Blog | Thursday, April 14, 2011

QD: News Every Day--Health care reacts to accountable care arrangements

Reactions to the proposed government regulations about accountable care organizations (ACO) see potential for physician profit and for loss, but they also predict a day when such arrangements will be the norm.

The federal government released a proposed rule April 1 that outlines a wide-reaching array of how these arrangements might be created and managed (free registration required). But, organizations that can enter these arrangements eventually will have to, some say.

The government's role is to begin contracting with ACOs for covered lives beginning in January. The goal is to try and recoup between $510 million and $960 million during the first three years through 75 to 150 ACOs that would cover anywhere between 1.5 million to 5 million of Medicare’s 47 million beneficiaries. While there are no projections, some "napkin math" estimates that the savings for Medicare enrollees who participate in ACOs could reach anywhere from $126 million to $438 million, or $32 to $292 per enrollee, in coming years.

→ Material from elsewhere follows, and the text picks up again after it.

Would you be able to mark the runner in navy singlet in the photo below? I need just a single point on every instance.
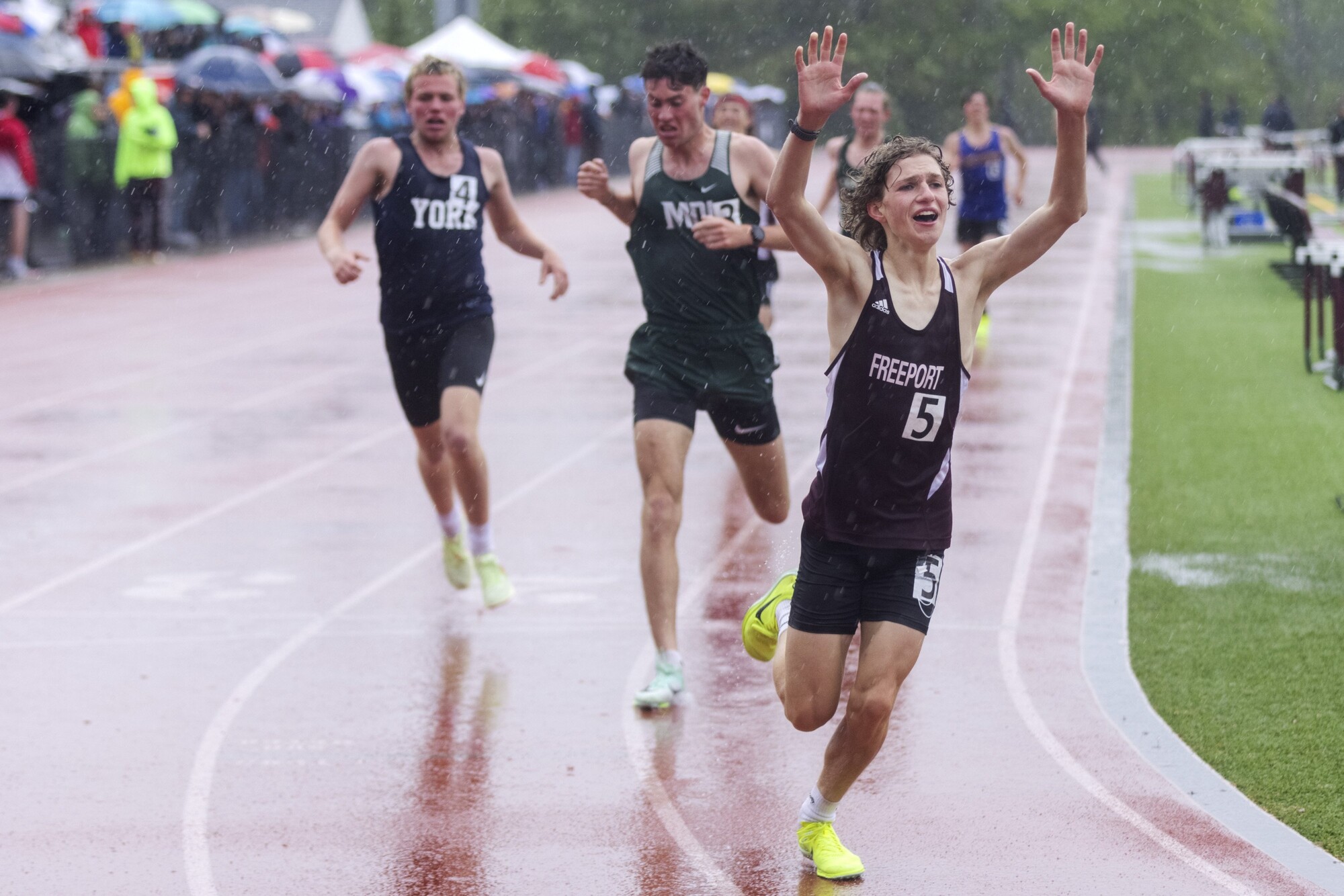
(901, 322)
(431, 194)
(979, 154)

But in short, ACOs won't include small and solo practices, and it's not for the faint of heart. Health and Human Services estimated such arrangements could cost $1.7 million to start, based on the experiences of 10 pilot projects. Providers must provide primary care for at least 5,000 patients. And, they will be reimbursed on 65 quality standards organized around patient experience, patient safety and the degree of care coordination, among other areas.

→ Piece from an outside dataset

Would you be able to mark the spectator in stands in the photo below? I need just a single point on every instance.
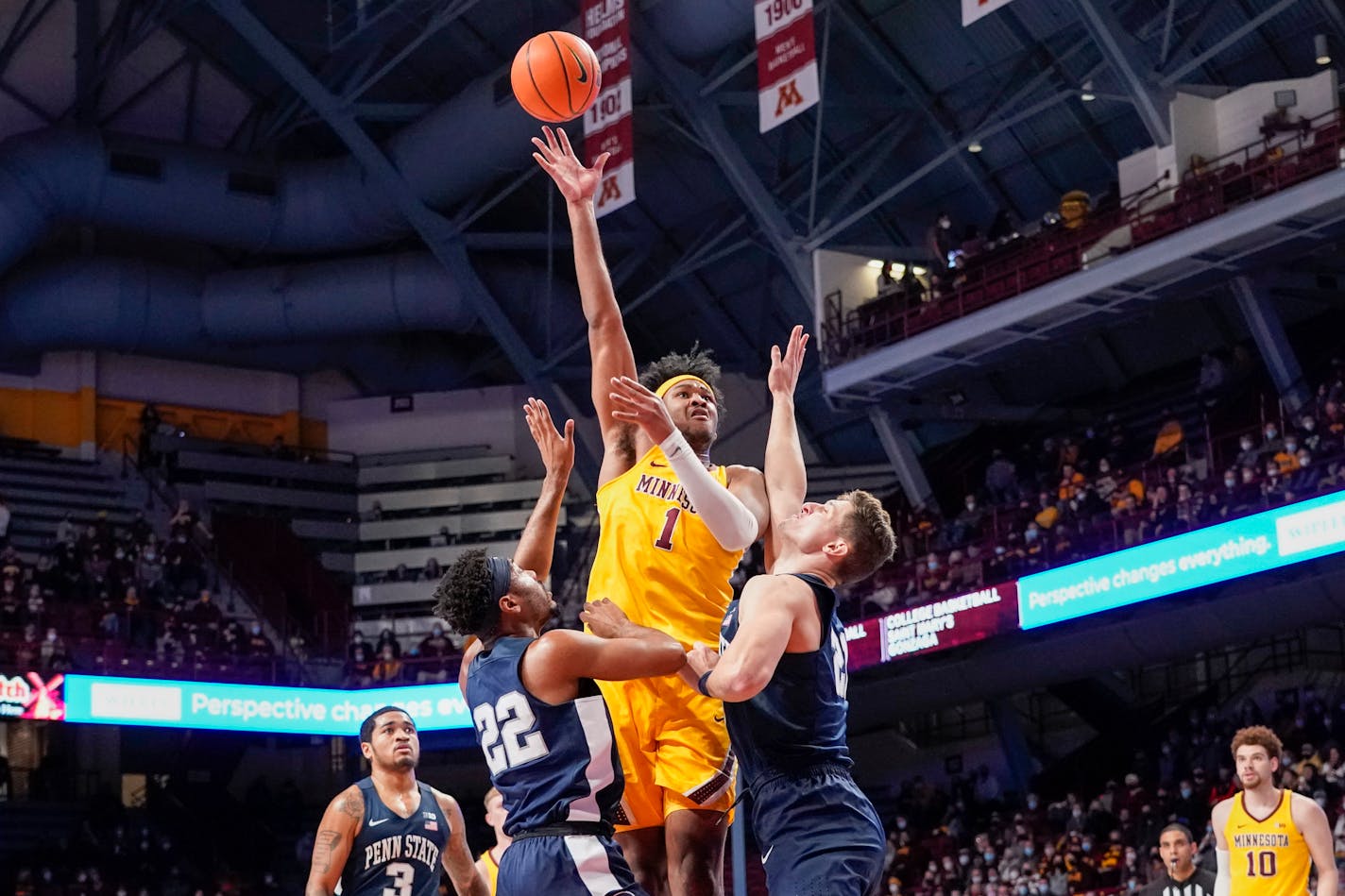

According to a report by The Commonwealth Fund (co-authored by two ACP Fellows, Stephen C. Schoenbaum, MD, MPH, and Anne-Marie J. Audet, MD), a strong base in primary care and the patient-centered medical home is an absolute must.

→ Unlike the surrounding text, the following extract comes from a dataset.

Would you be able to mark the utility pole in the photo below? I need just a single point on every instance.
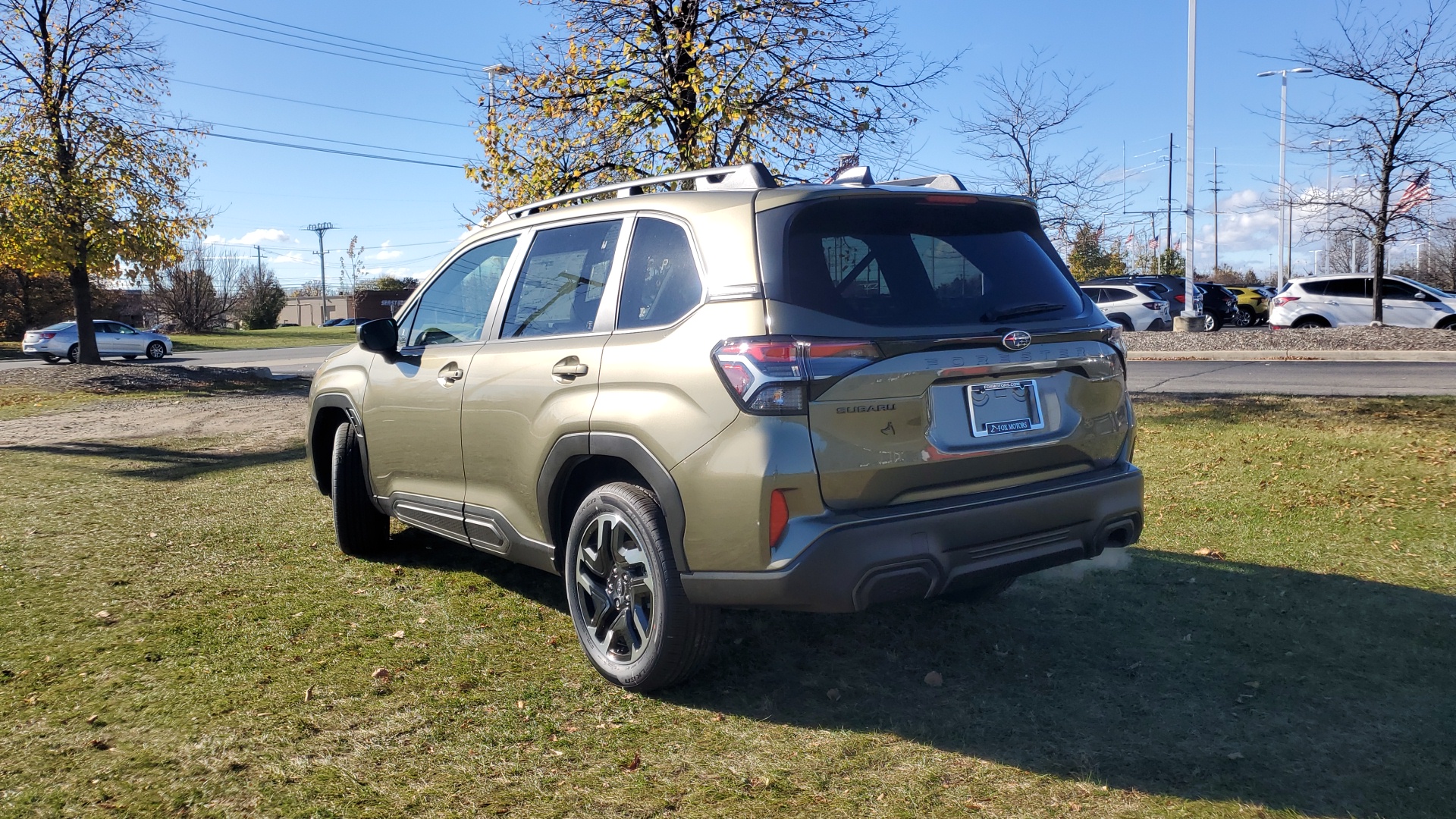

The report continues that three organizational models could work: advanced primary care practices with specialist referral networks; multispecialty physician group practices; and integrated health care organizations. But other ways work, too, the report notes:
--Blue Cross Blue Shield of Michigan and Community Care of North Carolina use primary care medical home fees to encourage coordination of patient care.
--Geisinger Health System in Pennsylvania uses bundled acute case rates, which cover a range of patient services during a specified time interval around an acute care event, like a hospital admission.
--HealthPartners in Minnesota, Intermountain Healthcare in Utah, Blue Cross Blue Shield of Massachusetts, and Kaiser Permanente use global fees, a payment rate that covers all the health care provided to an individual during a specified time interval.

Pilot programs have shown successes. California Public Employees Retirement System, a two-year pilot that involves 41,000 insured lives, saw (free registration required) in a 10-month span hospital readmissions decline by 17%; average patient length of inpatient stay decline by a half-day, total patient inpatient days decline by 14%, and number of patients who stayed in the hospital for 20 days or more decline by 50%. The pilot is expected to result in $5 million in savings.